A connection to the land has always been a driving force in my life and career. I grew up in urban Southeast Florida, snorkeling on the coral reefs just offshore and fishing and kayaking in the Everglades to the west. Even as a child, I watched the last few open spaces disappear or become overcrowded. The last cattle pasture on 441 turned into a strip mall, and the sea grape trees that lined the dunes along the beach road were cut down so drivers could have a view of the ocean.
Fascinated by “old Florida” and the way that humans changed the landscape, I studied anthropology in college, focusing on human-environment interactions. At the same time, I was working at a local nature center, helping conserve vital sea turtle nesting habitat on the coast and educating the public about marine ecosystems. These two decisions became the catalyst for my future education and career; I went to the University of Georgia’s Warnell School of Forestry and Natural Resources to pursue my MS in Parks, Recreation, and Tourism Management. I fell in love with the Georgia landscape, from the rolling hills of the Piedmont to the pine forests and the lakes. Upon graduation, I began working for the local soil and water district in conjunction with NRCS, where I gained a vast appreciation for Georgia agriculture. I continued with NRCS as a Soil Conservation Technician, deepening my relationships with local farmers and landowners and becoming well-versed in conservation planning and regenerative agriculture practices.

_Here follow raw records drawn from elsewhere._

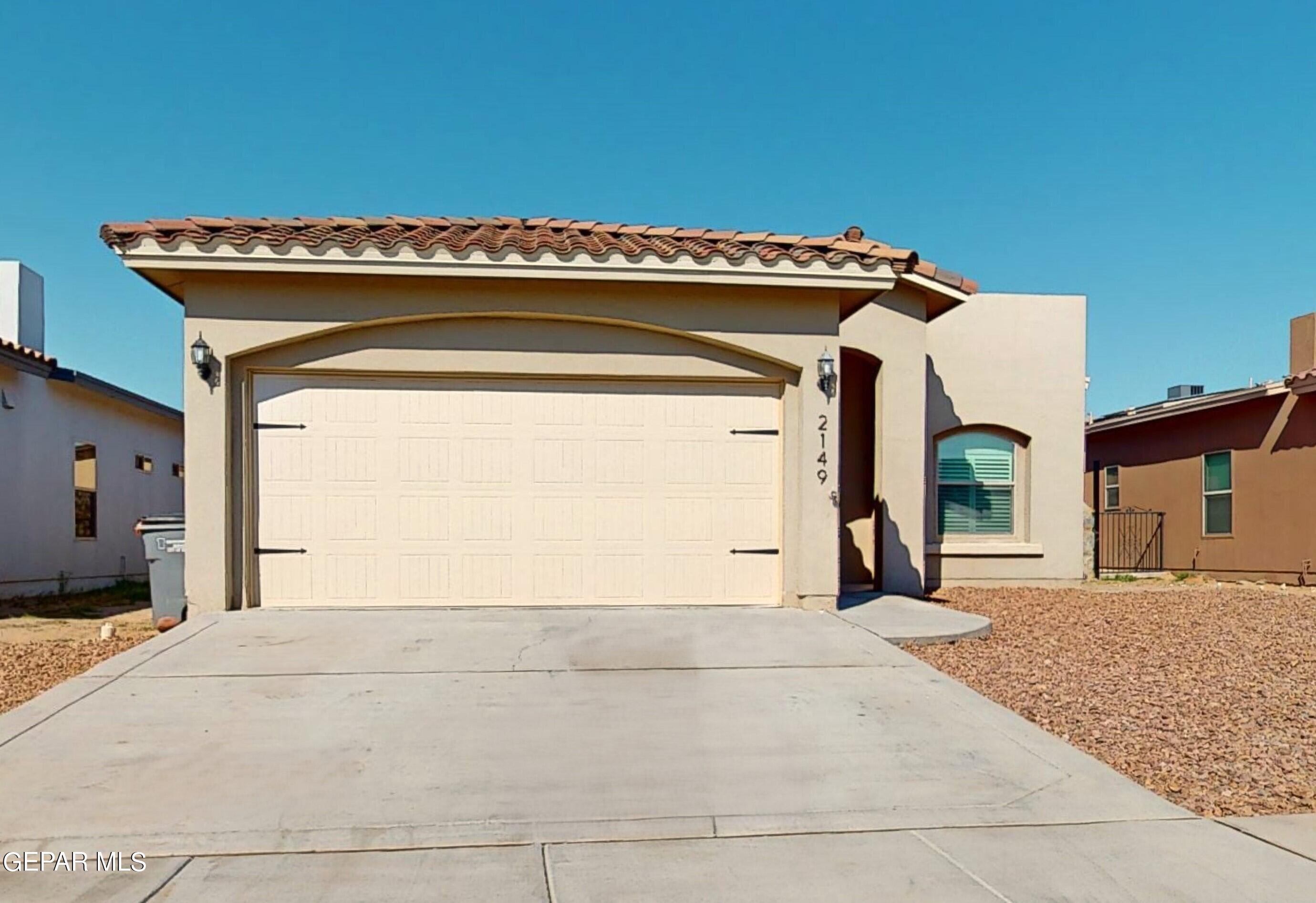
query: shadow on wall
[878,499,924,595]
[924,357,964,592]
[1271,395,1316,452]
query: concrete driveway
[0,608,1316,903]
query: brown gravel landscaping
[909,581,1316,816]
[0,583,155,712]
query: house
[1087,313,1316,583]
[101,216,1086,611]
[0,261,183,596]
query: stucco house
[0,261,183,596]
[1087,313,1316,585]
[101,216,1084,611]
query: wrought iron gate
[1098,508,1165,574]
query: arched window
[937,431,1020,536]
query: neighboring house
[101,216,1084,611]
[1087,313,1316,583]
[0,261,183,596]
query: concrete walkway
[838,592,991,646]
[1220,812,1316,862]
[0,608,1316,903]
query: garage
[250,372,782,607]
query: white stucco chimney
[0,261,46,351]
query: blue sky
[0,0,1316,412]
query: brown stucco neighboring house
[101,216,1084,611]
[1087,313,1316,583]
[0,261,183,596]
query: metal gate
[1096,508,1165,574]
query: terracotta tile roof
[100,216,978,294]
[0,339,57,367]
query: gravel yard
[0,583,155,712]
[908,581,1316,816]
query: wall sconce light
[819,348,836,401]
[192,333,215,382]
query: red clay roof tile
[0,339,57,367]
[100,216,978,294]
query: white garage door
[255,375,782,605]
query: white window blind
[937,433,1015,536]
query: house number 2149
[817,413,827,484]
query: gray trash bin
[134,515,187,630]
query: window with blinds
[937,433,1015,536]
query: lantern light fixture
[819,348,836,401]
[192,333,215,382]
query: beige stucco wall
[841,287,932,594]
[924,294,1087,587]
[0,365,183,595]
[184,274,842,611]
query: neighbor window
[937,433,1016,536]
[74,442,96,540]
[1202,452,1233,536]
[1106,465,1120,511]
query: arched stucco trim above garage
[932,422,1033,448]
[229,311,801,383]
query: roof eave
[900,273,973,321]
[1083,382,1288,433]
[116,239,898,299]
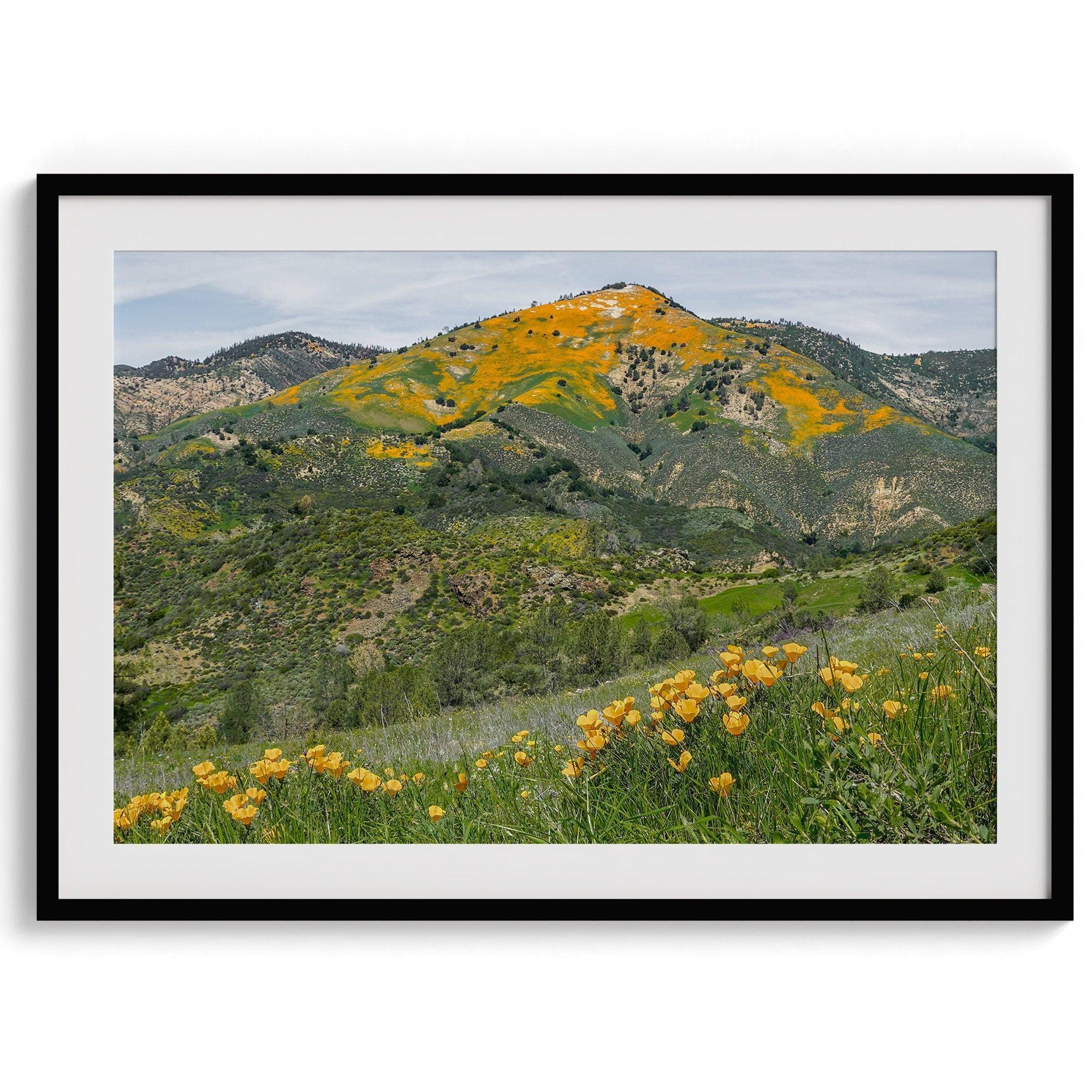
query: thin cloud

By joining American Farmland Trust as the Georgia Farmland Protection Associate, I will work with NRCS, land conservation professionals, farmers, and landowners in Georgia to protect vital cropland and pastureland from encroaching urban development through purchased conservation easements. Farmland protection programs such as ACEP–ALE provide landowners with financial compensation while permanently protecting their land from uses other than agriculture. The program encourages land stewardship and best management practices to help protect the environment. According to AFT’s Farms Under Threat 2040: Choosing an Abundant Future report, Georgia has some of the most threatened farmland in the country, ranking 4th in projected acres to be converted by 2040. It is crucial that Georgians work together to protect our agricultural lands while encouraging smart, planned growth. The state has already made an important stride toward this goal; in March, the Georgia Legislature passed the Georgia Farmland Conservation Act, which would provide a state-based financial incentive for farmers who enroll land in a permanent conservation easement.